America’s forests fell into two groups. The first was about 3.1 million square kilometres of US forests, many publicly owned, such as the national and state forests.

“These protected lands are managed for a variety of uses, including public recreation and wildlife habitat,” he said.

“The other, lesser known types of forest are private-owned working forests. These comprise more than half the forests in our country – about 1.7 million square kilometres – and are critical to our economy and ecosystems.”

They provided timber for construction, pulp and fibre for paper and packaging, and “thousands of products that we need to live, work and play”.

In 1998, Mr Murphy said an early achievement of the Fund was to buy a forest owned by Champion International – 120,000 hectares across the states of New York, Vermont and New Hampshire. “For reference, the City of Canberra is 81,000 hectares,” he said.

Seventy per cent of the land was kept as a working forest and the remaining 30 per cent put in public ownership. Conservation easements limited further subdivision to ensure long-term protection of the local forest industry.

Mr Murphy said at the same time, the Fund responded to a big shift in the economics of the US timber industry. A variety of factors, including real estate pressures and tax changes, were forcing forestland owners to place their land in more tax-efficient structures or sell their land for needed cash.

“Timberland thus became a financial asset class … without regard to their essential value as ecosystems,” he said. Over the past two decades, vertically integrated companies that made pulp, paper and solid wood products sold off about 365,000 square kilometres of timberlands.

The new owners were timber investment management organisations (TIMOs), which often buy forests to maximise returns for institutional clients.

Mr Murphy said the Fund, facing the possible destruction of ecosystems and local forest economies, “rolled up its sleeves and got to work”, buying more forests, which in 2009 evolved to a coherent program – the Working Forest Fund.

This fund invested directly in economically and environmentally important forests in all key forestland geographies.

Mr Murphy said the Fund’s team approach consisted of the following:

*A sustainable management plan, with focus on wildlife habitat, carbon dioxide sequestration, water quality and asset value.

*Certification, either through the Forest Stewardship Council or the Sustainable Forestry initiative.

*Raise funds for an easement on the property, through a private land trust or a public agency, to ensure the property remains a protected, sustainable working forest.

*After 3-7 years, return the forestland to private or public ownership, ensuring it remains a protected working forest.

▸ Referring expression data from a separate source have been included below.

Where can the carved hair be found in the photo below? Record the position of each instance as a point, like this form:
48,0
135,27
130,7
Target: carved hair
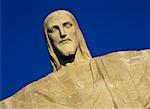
82,44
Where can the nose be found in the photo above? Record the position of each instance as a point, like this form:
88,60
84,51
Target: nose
62,33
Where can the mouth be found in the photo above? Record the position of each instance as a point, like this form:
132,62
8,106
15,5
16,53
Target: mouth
65,41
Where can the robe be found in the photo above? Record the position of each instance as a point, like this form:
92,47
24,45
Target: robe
119,80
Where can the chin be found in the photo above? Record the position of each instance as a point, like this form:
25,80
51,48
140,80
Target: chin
68,52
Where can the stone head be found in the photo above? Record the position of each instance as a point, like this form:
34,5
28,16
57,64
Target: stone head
63,37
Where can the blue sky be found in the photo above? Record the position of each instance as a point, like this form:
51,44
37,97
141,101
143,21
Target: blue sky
107,25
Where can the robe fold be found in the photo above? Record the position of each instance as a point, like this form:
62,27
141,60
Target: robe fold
119,80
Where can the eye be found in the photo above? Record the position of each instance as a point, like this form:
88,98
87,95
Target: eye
53,29
67,24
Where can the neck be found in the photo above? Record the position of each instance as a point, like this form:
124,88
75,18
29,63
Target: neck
73,59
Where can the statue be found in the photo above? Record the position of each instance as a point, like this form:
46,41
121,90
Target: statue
118,80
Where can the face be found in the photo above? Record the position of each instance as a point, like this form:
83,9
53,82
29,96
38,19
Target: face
62,32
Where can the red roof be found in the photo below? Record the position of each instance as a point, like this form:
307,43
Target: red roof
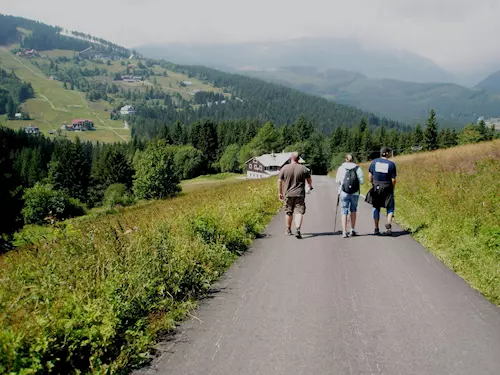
78,121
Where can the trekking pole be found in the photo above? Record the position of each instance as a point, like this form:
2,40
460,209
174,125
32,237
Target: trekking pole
336,214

*Revenue from protected forests re-invested in other working forests, creating an expanding network of permanently protected, privately-owned working forests.

Mr Murphy said to date, the Fund had protected more than 200,000 hectares of working forests in 31 projects. This process had protected habitat for more than 82 rare animals, including 17 endangered and threatened species; more than 52 million tonnes of CO2 had been taken from atmosphere; and 3800 timber jobs created with $452 million in timber sales.

Business had been absent until a 2015 partnership with Apple, which aimed to protect or restore working forest to make paper in its product packaging.

Mr Murphy said with partnerships in America and China, yearly production from Apple’s projects was now greater than the amount of virgin fibre used in Apple’s product packaging.

“And we’ve already seen other major companies who have stepped up to follow Apple’s lead. Dell, Disney, UPS and more are investing in protecting working forests to meet business needs,” he said.

Working forests supported 2.8 million jobs, contributing $120 billion to America’s gross domestic product. “They are the environment equivalent of the working farm, embedded in the fabric of our national identity,” he said.

Mr Murphy said US forests stored 192 million metric tons of carbon per year. “Two mature trees provide enough oxygen for one person to breathe over a year,” he said.